A complex network of integrative pathways not fully understood (metabolic, myogenic and endothelial-dependent), modulates the coronary microcirculation vasomotor tone, exerting a delicate control of the myocardial perfusion so that there is a close match between oxygen delivery and changes in MVO₂ [17,18]. Myocardial perfusion is directly proportional to the pressure gradient across the coronary circulation and inversely proportional to coronary resistance. Given the heart’s limited anaerobic capacity and oxygen extraction reserve, notably reduced in RV pressure overload, often seen in ALGS patients, coronary vasodilation in response to inadequate myocardial oxygen delivery is critical to mitigate ischemic injury [15,19]. Despite a high degree of coronary microcirculation autoregulation, there is a threshold below which a further fall in the aortic perfusion pressure (e.g. during PRS) cannot be compensated by an additional decrease in coronary resistance. Moreover, the coronary vasodilator reserve appears to be lower in the RCA territory [20].

During physiological autoregulation, CBF changes in response to a decrease in MAP are the result of both a reduced perfusion pressure and a reduced MVO_2, consequence of a lower LV afterload. This strong coupling between CBF and MVO₂ makes it difficult to study in-vivo complex coronary pressure-flow autoregulation mechanisms and isolate their individual contributions [15].

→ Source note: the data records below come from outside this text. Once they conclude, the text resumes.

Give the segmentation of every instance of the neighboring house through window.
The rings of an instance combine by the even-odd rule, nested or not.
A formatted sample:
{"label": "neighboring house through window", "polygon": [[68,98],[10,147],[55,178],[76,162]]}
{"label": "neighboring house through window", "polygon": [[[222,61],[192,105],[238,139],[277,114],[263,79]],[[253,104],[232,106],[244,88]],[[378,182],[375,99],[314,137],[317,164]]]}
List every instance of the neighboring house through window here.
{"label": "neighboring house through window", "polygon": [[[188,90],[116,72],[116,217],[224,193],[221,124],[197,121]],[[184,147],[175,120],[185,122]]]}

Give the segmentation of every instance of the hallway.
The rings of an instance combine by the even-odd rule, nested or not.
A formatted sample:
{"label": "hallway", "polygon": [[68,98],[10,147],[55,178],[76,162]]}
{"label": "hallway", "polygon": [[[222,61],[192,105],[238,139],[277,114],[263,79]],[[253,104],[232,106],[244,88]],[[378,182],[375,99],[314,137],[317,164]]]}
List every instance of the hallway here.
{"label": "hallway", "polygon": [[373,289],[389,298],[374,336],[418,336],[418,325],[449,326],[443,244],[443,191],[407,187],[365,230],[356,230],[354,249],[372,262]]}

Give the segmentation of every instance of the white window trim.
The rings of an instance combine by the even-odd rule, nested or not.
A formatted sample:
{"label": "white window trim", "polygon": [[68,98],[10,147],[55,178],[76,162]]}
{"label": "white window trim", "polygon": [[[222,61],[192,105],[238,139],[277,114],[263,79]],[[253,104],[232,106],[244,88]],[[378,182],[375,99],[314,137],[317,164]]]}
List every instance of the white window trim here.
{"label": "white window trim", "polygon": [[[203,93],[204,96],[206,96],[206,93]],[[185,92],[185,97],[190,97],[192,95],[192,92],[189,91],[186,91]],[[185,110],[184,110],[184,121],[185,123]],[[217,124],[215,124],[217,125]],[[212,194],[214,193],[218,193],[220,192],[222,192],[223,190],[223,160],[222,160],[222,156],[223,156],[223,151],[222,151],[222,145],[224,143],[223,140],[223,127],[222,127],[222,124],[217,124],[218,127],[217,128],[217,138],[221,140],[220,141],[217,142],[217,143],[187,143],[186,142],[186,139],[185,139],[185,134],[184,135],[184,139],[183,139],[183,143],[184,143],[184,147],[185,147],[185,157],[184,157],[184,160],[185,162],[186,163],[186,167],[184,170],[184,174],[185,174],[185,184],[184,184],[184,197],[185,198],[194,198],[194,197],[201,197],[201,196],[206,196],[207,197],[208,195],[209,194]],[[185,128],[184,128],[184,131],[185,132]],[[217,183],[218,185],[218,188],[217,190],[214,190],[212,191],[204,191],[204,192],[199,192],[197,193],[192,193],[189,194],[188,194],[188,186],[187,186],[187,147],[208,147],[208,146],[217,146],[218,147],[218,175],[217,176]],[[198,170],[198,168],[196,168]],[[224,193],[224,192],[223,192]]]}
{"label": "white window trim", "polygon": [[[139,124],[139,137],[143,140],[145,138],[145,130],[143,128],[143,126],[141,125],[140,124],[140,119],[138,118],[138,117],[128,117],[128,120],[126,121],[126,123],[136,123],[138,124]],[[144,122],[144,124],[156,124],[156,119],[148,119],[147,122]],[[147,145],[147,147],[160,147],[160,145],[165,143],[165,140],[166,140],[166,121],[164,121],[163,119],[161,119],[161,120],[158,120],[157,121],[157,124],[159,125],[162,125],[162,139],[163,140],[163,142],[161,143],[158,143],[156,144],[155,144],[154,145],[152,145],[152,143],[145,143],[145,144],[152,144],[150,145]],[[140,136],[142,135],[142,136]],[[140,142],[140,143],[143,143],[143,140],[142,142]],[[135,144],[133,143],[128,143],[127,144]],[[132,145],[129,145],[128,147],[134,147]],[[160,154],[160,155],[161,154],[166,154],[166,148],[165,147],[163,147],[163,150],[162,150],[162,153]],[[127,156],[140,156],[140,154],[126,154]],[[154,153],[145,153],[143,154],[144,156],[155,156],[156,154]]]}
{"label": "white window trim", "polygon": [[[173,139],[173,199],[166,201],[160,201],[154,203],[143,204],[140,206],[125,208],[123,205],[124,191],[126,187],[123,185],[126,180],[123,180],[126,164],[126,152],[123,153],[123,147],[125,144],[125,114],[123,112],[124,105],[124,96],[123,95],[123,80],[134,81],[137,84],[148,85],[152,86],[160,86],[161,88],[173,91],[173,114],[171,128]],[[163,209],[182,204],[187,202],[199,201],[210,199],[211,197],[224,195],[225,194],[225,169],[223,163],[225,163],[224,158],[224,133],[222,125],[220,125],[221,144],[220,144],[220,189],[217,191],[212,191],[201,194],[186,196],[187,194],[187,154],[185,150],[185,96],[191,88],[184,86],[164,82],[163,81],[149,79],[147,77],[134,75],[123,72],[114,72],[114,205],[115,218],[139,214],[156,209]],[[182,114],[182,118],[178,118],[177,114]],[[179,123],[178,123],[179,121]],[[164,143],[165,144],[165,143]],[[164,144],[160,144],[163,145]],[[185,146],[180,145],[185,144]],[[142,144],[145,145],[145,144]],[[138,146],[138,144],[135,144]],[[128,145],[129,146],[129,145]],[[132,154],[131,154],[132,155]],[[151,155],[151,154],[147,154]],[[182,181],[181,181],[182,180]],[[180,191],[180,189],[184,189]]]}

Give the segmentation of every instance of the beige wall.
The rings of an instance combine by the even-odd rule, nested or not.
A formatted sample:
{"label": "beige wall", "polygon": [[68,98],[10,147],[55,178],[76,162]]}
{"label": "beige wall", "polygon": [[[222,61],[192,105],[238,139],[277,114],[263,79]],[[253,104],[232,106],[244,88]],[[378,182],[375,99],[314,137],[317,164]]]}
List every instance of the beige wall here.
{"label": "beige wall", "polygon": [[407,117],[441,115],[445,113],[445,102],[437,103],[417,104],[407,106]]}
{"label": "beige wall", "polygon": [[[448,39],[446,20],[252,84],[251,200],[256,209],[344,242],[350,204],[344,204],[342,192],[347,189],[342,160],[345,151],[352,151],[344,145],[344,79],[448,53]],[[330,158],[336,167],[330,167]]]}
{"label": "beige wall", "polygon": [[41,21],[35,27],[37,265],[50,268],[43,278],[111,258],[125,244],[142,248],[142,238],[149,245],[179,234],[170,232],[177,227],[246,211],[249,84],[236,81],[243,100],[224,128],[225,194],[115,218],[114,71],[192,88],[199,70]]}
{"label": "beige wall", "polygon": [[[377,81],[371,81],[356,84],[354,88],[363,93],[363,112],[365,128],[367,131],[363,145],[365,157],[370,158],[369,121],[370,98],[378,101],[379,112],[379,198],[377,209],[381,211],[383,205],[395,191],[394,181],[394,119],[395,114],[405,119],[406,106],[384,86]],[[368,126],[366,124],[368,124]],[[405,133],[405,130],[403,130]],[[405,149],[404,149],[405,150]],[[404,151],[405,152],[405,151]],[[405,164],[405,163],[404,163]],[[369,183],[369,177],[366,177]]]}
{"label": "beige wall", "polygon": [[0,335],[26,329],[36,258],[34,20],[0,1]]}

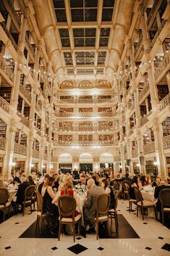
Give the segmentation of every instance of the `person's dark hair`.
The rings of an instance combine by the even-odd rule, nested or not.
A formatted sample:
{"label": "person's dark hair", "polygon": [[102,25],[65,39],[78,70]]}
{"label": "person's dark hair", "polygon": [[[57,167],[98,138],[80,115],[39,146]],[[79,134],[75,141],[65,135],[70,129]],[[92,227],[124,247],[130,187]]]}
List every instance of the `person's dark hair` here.
{"label": "person's dark hair", "polygon": [[53,185],[53,183],[54,182],[54,181],[55,181],[54,178],[52,177],[48,178],[46,181],[44,182],[43,186],[51,186]]}
{"label": "person's dark hair", "polygon": [[27,181],[31,181],[31,182],[34,182],[33,177],[31,176],[27,176]]}
{"label": "person's dark hair", "polygon": [[106,180],[106,178],[103,178],[103,180],[101,180],[101,183],[103,182],[103,183],[104,183],[104,189],[106,189],[106,187],[109,186],[109,183]]}
{"label": "person's dark hair", "polygon": [[138,179],[137,176],[134,176],[132,178],[132,184],[133,185],[134,183],[135,183],[135,184],[137,184],[137,186],[137,186],[137,183],[138,183],[137,179]]}

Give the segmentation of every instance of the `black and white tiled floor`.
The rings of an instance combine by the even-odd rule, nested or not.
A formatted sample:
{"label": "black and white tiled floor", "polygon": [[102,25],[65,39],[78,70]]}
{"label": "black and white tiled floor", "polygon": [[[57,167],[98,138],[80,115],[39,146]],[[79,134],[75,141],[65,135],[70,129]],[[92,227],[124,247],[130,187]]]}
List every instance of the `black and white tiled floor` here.
{"label": "black and white tiled floor", "polygon": [[[128,202],[120,201],[119,214],[123,215],[140,238],[127,238],[126,229],[124,238],[97,241],[95,234],[88,234],[85,239],[77,236],[75,243],[72,236],[61,236],[59,241],[54,238],[19,238],[35,222],[34,212],[24,217],[18,214],[0,224],[0,256],[170,255],[170,230],[147,216],[143,221],[141,215],[137,218],[133,214],[135,212],[129,213],[127,206]],[[127,224],[125,222],[124,225]]]}

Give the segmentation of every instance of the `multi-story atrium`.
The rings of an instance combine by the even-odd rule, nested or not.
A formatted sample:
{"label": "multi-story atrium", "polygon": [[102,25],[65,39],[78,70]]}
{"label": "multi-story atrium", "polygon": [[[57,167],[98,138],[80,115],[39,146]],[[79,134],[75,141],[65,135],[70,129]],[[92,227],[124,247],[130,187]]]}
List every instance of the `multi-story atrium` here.
{"label": "multi-story atrium", "polygon": [[[116,173],[148,173],[168,181],[169,91],[169,0],[0,1],[3,179],[14,170],[28,175],[36,170],[49,173],[51,169],[111,168]],[[125,211],[145,239],[137,239],[138,247],[132,239],[130,249],[127,240],[120,239],[119,255],[166,255],[167,251],[158,249],[153,254],[144,249],[145,254],[141,248],[144,244],[153,248],[156,240],[161,248],[166,241],[157,238],[168,237],[167,230],[152,220],[145,236],[143,221],[138,224],[136,216],[128,214]],[[25,217],[27,223],[22,216],[20,220],[16,217],[22,225],[22,231],[16,231],[17,237],[32,223],[33,215]],[[153,224],[156,233],[151,235]],[[9,238],[5,226],[4,230]],[[41,251],[31,254],[43,253],[43,243]],[[54,244],[53,240],[50,247]],[[82,244],[90,249],[87,242]],[[113,253],[103,241],[98,244],[106,250],[96,247],[93,255]],[[23,245],[20,247],[23,252]],[[127,249],[130,252],[125,254]]]}

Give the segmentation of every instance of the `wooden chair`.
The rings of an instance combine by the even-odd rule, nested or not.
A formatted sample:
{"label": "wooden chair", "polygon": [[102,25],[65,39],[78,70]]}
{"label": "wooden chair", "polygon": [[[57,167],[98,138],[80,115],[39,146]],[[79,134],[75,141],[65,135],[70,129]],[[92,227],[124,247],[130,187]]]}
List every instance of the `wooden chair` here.
{"label": "wooden chair", "polygon": [[32,205],[33,204],[33,196],[35,191],[35,186],[30,185],[27,187],[25,191],[25,199],[23,202],[23,216],[25,213],[25,209],[27,206],[30,207],[30,213],[32,213]]}
{"label": "wooden chair", "polygon": [[140,208],[141,213],[143,215],[143,220],[144,220],[143,209],[146,209],[148,212],[148,208],[153,207],[154,208],[154,210],[155,210],[156,219],[157,219],[156,205],[154,204],[154,202],[147,201],[147,200],[143,200],[142,193],[138,188],[135,186],[134,191],[135,191],[135,194],[137,199],[137,217],[138,217],[138,211],[139,211],[139,208]]}
{"label": "wooden chair", "polygon": [[[37,228],[41,226],[40,233],[41,233],[42,228],[45,223],[45,215],[43,214],[43,199],[41,194],[35,191],[37,197],[37,221],[36,221],[36,228],[35,231],[37,231]],[[41,225],[40,225],[41,224]]]}
{"label": "wooden chair", "polygon": [[111,223],[112,224],[112,219],[114,218],[115,220],[115,227],[116,227],[116,232],[117,232],[118,230],[118,218],[117,218],[117,205],[118,205],[118,198],[119,198],[119,194],[121,192],[121,190],[119,189],[115,195],[115,207],[113,209],[109,209],[109,217],[111,218]]}
{"label": "wooden chair", "polygon": [[63,224],[72,224],[73,227],[73,239],[75,241],[75,224],[80,223],[82,215],[80,213],[75,217],[76,201],[75,199],[69,195],[64,194],[58,199],[58,208],[59,212],[59,241],[61,233]]}
{"label": "wooden chair", "polygon": [[5,220],[6,210],[8,208],[8,215],[9,215],[9,210],[11,202],[9,201],[9,194],[7,189],[0,188],[0,210],[4,212],[3,221]]}
{"label": "wooden chair", "polygon": [[109,194],[103,194],[96,199],[95,231],[96,239],[98,239],[98,223],[107,221],[107,231],[109,231],[109,210],[111,197]]}
{"label": "wooden chair", "polygon": [[125,200],[126,197],[129,199],[129,189],[130,189],[130,182],[129,181],[124,181],[122,182],[122,188],[123,188],[123,197]]}
{"label": "wooden chair", "polygon": [[164,226],[164,212],[170,213],[170,188],[161,190],[158,197],[161,204],[162,223]]}

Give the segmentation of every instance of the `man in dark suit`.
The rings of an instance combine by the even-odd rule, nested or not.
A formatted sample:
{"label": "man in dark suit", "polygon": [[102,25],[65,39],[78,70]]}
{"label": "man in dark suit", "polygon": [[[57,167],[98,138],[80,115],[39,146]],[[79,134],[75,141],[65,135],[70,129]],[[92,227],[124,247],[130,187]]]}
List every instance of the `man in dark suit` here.
{"label": "man in dark suit", "polygon": [[13,181],[16,181],[17,183],[19,183],[20,184],[21,183],[21,181],[20,179],[20,174],[18,172],[14,172],[14,179]]}
{"label": "man in dark suit", "polygon": [[160,216],[161,218],[161,202],[159,201],[159,199],[158,199],[159,193],[163,189],[170,189],[170,186],[166,186],[164,181],[161,181],[160,182],[160,185],[161,186],[158,186],[156,187],[155,192],[154,192],[154,197],[156,199],[158,199],[158,201],[156,202],[156,210],[157,210],[157,212],[161,212]]}
{"label": "man in dark suit", "polygon": [[17,197],[17,205],[22,205],[25,198],[25,191],[29,186],[28,182],[26,181],[26,177],[21,177],[21,183],[18,186],[17,192],[16,194]]}
{"label": "man in dark suit", "polygon": [[90,221],[93,223],[95,218],[96,199],[98,196],[105,193],[104,189],[101,186],[96,186],[93,178],[90,178],[88,181],[87,198],[84,205],[85,221]]}

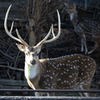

ALGS patients classically present some form of pulmonary vasculopathy (over 2/3 have PPS) [1,2]. As in other pulmonary vasculopathies, structural remodeling (stiffening) of the pulmonary arteries walls results in increased RV afterload and compensatory hypertrophy leading to a restrictive physiology [21]. Although to our knowledge no data is available in ALGS children, we hypothesize that with increasing RV wall tension and consequently RVMVO₂, there is a progressive shift of RCA flow to diastole, rendering it more LCA-like. Van Wolferen SA et al. [22] have demonstrated in an MRI study that adults with pulmonary hypertension have systolic RCA flow impediment proportional to RV pressure and mass. This could predispose to RV ischemia and contribute to RV failure seen in some patients. In ALGS children with near-systemic RV pressures, a similar scenario may occur, with compression of the intramyocardial microvasculature reducing the perfusion gradient between the aorta and RCA bed and flow impairment occurring potentially even before the vasodilator reserve is exhausted [22–24]. This may increase the risk of RV ischemia and RHF during the dramatic cardiovascular and metabolic derangements of liver reperfusion, when the coronary perfusion pressure is further decreased [25].

Rationale for the present study

We submit that the dobutamine stress test does not account for all key hemodynamic events during liver transplantation: while the test might reproduce the increase in heart rate and myocardial metabolic demand, it fails to account for the systemic vasodilation and corresponding coronary perfusion pressure drop during transplantation [26]. Furthermore, the general guideline of 40% increase in CO during dobutamine stress MRI (DSMRI) might not guarantee adequate RCA perfusion during post-reperfusion syndrome (PRS).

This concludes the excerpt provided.